Fewer landlords are insisting on a security deposit, and are instead coming up with alternative ideas that might help out new tenants who’re struggling to come up with the amount necessary.
Landlords generally insist on security deposits in order to protect themselves against any damage caused to the property, or missed rental payments. But the problem is that the large upfront payment can be difficult for tenants, who’re already spending an average of $3,400 on moving costs according to research from Hotpads.
Another problem with security deposits is they can cause tension if the landlord decides to withhold some or all of it, but the tenant disagrees.
This explains why some states and local governments have passed new laws that limit security deposits. In Seattle for example, the law there limits the amount to no more than one month’s rent. New York has a similar rule.
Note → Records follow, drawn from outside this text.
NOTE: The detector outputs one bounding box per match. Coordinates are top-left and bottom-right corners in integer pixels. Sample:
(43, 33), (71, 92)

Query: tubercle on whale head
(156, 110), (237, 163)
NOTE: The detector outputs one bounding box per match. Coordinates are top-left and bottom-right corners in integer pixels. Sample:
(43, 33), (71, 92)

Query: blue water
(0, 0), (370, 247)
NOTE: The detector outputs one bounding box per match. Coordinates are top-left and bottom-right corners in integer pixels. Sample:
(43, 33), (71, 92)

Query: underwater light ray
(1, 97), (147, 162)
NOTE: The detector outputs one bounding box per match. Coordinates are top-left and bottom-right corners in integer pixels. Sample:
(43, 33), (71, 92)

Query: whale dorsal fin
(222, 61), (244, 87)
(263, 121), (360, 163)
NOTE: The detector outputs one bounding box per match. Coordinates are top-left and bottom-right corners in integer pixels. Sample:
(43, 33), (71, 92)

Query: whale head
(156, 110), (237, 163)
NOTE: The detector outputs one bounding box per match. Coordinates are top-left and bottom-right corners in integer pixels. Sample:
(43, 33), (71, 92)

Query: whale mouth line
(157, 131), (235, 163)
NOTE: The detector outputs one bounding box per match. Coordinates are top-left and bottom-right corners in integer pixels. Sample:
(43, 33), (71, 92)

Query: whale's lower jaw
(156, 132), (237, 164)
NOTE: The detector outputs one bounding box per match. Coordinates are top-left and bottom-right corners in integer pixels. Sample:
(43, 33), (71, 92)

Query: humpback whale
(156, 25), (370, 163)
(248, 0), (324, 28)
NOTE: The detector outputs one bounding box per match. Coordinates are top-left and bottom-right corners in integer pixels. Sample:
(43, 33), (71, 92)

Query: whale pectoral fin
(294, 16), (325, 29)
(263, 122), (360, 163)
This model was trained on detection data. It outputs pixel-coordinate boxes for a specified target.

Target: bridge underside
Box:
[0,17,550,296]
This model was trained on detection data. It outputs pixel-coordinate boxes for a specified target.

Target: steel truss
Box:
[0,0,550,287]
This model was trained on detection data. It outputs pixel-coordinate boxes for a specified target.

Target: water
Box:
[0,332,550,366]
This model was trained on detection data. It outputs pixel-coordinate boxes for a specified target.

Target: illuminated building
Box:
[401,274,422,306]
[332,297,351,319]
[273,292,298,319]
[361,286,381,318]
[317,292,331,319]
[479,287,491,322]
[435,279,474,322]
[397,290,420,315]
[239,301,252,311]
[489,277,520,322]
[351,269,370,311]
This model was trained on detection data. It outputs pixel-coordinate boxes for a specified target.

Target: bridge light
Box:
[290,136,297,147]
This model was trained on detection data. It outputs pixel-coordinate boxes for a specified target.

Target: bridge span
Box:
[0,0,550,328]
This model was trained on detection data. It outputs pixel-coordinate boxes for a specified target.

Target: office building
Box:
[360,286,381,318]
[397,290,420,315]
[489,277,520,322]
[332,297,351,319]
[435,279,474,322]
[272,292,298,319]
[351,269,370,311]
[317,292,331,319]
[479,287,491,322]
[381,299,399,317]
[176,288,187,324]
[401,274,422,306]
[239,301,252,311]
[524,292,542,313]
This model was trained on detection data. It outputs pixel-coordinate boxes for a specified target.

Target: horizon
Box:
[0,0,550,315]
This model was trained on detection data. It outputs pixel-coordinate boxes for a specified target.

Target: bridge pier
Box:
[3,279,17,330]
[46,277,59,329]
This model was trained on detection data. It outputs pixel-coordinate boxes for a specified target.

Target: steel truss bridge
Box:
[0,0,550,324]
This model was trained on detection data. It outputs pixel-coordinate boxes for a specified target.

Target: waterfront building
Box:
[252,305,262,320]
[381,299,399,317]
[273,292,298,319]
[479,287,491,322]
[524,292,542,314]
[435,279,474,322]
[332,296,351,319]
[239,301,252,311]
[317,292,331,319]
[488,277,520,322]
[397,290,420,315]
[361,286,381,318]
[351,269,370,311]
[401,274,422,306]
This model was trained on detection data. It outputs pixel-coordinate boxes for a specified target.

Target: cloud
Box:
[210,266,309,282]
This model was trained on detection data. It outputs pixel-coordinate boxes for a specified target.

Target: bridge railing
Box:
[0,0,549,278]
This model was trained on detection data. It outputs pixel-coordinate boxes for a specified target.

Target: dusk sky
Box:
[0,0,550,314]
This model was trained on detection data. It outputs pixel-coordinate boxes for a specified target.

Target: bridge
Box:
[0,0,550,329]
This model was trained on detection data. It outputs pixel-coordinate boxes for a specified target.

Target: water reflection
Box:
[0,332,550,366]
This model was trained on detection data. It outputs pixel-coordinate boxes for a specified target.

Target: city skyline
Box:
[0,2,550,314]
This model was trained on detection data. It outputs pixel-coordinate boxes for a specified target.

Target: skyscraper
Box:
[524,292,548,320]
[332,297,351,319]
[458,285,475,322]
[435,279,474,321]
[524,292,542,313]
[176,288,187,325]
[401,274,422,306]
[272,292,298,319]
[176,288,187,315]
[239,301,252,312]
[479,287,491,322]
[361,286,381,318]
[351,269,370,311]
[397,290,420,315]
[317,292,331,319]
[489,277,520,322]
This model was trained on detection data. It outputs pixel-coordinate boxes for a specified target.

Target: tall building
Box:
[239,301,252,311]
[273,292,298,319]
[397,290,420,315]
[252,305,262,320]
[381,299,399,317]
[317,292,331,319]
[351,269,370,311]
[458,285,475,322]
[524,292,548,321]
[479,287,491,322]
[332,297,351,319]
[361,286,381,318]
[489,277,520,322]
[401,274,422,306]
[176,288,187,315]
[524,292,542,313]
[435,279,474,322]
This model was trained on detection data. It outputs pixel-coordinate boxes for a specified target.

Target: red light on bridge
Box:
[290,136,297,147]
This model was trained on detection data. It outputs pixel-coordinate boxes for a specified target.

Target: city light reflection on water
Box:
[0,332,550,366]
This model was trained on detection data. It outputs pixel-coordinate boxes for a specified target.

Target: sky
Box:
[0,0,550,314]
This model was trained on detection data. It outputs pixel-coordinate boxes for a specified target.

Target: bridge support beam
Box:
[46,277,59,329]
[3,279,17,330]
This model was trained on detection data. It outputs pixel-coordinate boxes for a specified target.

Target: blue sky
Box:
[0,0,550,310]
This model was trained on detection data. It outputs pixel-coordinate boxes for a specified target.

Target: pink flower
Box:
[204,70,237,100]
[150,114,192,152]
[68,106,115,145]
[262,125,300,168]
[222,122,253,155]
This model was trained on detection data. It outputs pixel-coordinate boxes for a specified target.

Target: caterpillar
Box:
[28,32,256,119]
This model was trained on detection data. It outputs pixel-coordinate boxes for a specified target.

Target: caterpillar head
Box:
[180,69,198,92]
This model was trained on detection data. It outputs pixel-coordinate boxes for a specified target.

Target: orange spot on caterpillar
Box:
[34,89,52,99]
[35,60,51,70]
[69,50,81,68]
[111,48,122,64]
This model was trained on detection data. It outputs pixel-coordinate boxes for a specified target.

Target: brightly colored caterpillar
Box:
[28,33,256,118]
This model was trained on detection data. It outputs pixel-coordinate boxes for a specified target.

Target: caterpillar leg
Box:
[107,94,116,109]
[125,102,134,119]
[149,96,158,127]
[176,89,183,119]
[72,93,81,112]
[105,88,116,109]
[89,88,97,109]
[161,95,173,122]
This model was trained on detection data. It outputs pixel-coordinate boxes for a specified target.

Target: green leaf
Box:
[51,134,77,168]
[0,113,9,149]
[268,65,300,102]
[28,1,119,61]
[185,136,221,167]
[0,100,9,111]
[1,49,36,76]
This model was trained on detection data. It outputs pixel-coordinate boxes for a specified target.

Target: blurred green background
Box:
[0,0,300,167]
But landlords can’t be expected to just let tenants move into their properties without some kind of assurance, which is why they’re coming up with alternatives, Forbes reported.
One idea is to give tenants the opportunity to buy surety bonds instead of paying the security deposit. The idea is that the renter pays a portion of the security deposit first of all, with that amount going into a larger pool of funds to cover any damage or rent loss. This is a nonrefundable upfront fee. What this means is that renters can save money when they first sign a lease, but they may have to pay more later on. If landlords find damages from the renter once they move out, the bonding company will pay to fix those damages. They’ll then require the renter to pay for reimbursement.
A second idea promoted by some landlords is to use lease insurance. With this, residents can effectively pay a monthly fee instead of stumping up the full security deposit when they first move in. The tenant pays a small amount each month, and the landlords is covered in case of any damage or missed rental payments.